The Levittown Center was founded over 40 years ago and assists thousands of consumers through its different services each year. The ILC added a consumer-directed program roughly 25 years ago which currently helps about 250 people annually through the CDPAP.

McCormack said the ILC will wait and see how this new partnership affects the center, as well as the community that it serves.

“We like the personal one-on-one relationships that we have with our consumers, and I think that we’ll be able to continue that to a certain extent,” McCormack said. “We also expect that we are gonna see a higher volume of consumers coming to us.”

The state Department of Health says CDPAP allows eligible Medicaid members to pick their own personal caregiver if they meet certain requirements. The department is also assisting in the partnerships and transition to PPL, according to the governor’s office.

“New York State is demonstrating our ongoing commitment to protecting those who are served by this program,” State Health Commissioner Dr.
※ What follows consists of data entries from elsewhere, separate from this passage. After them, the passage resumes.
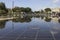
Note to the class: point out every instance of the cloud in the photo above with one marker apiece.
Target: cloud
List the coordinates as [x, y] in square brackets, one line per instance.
[55, 1]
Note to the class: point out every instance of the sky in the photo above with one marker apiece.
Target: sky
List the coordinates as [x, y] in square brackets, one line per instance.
[35, 5]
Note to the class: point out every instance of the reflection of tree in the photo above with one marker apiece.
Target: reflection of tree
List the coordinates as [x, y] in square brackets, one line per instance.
[42, 17]
[25, 19]
[2, 24]
[47, 19]
[59, 20]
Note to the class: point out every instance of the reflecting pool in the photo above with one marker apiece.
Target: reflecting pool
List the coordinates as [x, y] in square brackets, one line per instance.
[30, 28]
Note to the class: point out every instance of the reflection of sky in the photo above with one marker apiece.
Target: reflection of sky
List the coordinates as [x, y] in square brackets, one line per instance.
[34, 4]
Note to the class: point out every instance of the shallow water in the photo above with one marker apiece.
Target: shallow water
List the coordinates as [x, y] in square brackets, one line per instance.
[29, 29]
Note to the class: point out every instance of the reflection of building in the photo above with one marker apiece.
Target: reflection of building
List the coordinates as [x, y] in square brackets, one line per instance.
[56, 10]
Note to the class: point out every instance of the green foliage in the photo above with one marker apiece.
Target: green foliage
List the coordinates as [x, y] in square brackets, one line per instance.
[3, 10]
[47, 9]
[21, 9]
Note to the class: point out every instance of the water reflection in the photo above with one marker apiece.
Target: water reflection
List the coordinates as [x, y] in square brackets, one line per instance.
[2, 24]
[47, 19]
[59, 20]
[24, 19]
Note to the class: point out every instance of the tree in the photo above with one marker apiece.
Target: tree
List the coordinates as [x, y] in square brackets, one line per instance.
[48, 11]
[3, 9]
[28, 10]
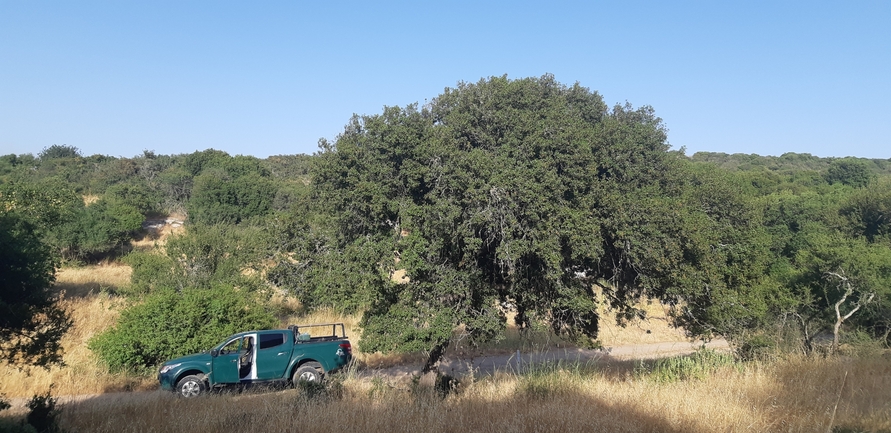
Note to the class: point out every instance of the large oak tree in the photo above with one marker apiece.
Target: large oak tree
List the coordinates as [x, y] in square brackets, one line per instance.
[534, 196]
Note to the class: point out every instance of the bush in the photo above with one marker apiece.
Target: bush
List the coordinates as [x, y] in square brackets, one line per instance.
[170, 323]
[696, 366]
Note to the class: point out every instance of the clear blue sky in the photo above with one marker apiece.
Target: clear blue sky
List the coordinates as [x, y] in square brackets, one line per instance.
[272, 77]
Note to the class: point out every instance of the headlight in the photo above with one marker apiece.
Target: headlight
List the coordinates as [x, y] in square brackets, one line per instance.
[169, 367]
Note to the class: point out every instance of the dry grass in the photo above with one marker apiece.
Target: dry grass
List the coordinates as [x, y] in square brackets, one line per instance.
[797, 395]
[82, 374]
[92, 310]
[82, 281]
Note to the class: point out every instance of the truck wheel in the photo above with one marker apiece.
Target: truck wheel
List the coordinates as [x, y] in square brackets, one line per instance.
[309, 372]
[190, 386]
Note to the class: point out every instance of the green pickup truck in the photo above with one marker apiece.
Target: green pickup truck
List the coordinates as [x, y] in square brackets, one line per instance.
[299, 353]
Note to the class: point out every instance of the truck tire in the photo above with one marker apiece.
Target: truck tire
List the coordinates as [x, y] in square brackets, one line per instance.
[309, 372]
[190, 386]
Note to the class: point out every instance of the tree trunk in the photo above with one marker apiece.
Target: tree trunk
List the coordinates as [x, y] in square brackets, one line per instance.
[434, 357]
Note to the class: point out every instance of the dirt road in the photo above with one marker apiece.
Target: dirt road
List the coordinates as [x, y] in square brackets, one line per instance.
[518, 362]
[481, 365]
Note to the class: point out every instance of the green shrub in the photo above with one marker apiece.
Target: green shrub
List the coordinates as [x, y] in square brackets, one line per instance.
[699, 365]
[170, 323]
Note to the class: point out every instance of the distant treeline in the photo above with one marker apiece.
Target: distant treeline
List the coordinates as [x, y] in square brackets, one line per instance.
[523, 196]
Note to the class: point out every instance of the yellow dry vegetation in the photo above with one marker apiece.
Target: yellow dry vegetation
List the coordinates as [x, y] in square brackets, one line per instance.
[795, 395]
[92, 310]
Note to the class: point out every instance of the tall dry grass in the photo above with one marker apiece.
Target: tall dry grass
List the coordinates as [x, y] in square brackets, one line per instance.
[795, 395]
[92, 309]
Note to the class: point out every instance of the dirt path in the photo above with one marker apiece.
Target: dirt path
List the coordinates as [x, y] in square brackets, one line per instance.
[482, 365]
[517, 362]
James McDonald said.

The latest agreement will also take some of the in-depth business-related responsibility away from the individual centers and give that to PPL. The governor’s office announced in September 2024 that the company won the contract to manage the state’s CDPAP. PPL is a healthcare management service that will help the state centralize its Medicaid program. 

AIM Independent Living Center, ARISE, Inc.; Finger Lakes Independence Center, Inc.; Independent Living, Inc.; Independent Living Center of the Hudson Valley, Inc.; Rockland Independent Living Center dba Bridges, Resource Center for Independent Living, Southern Tier Independence Center, The Center for Disability Rights; and Western New York Independent Living, Inc. are the other 10 centers listed in the agreement.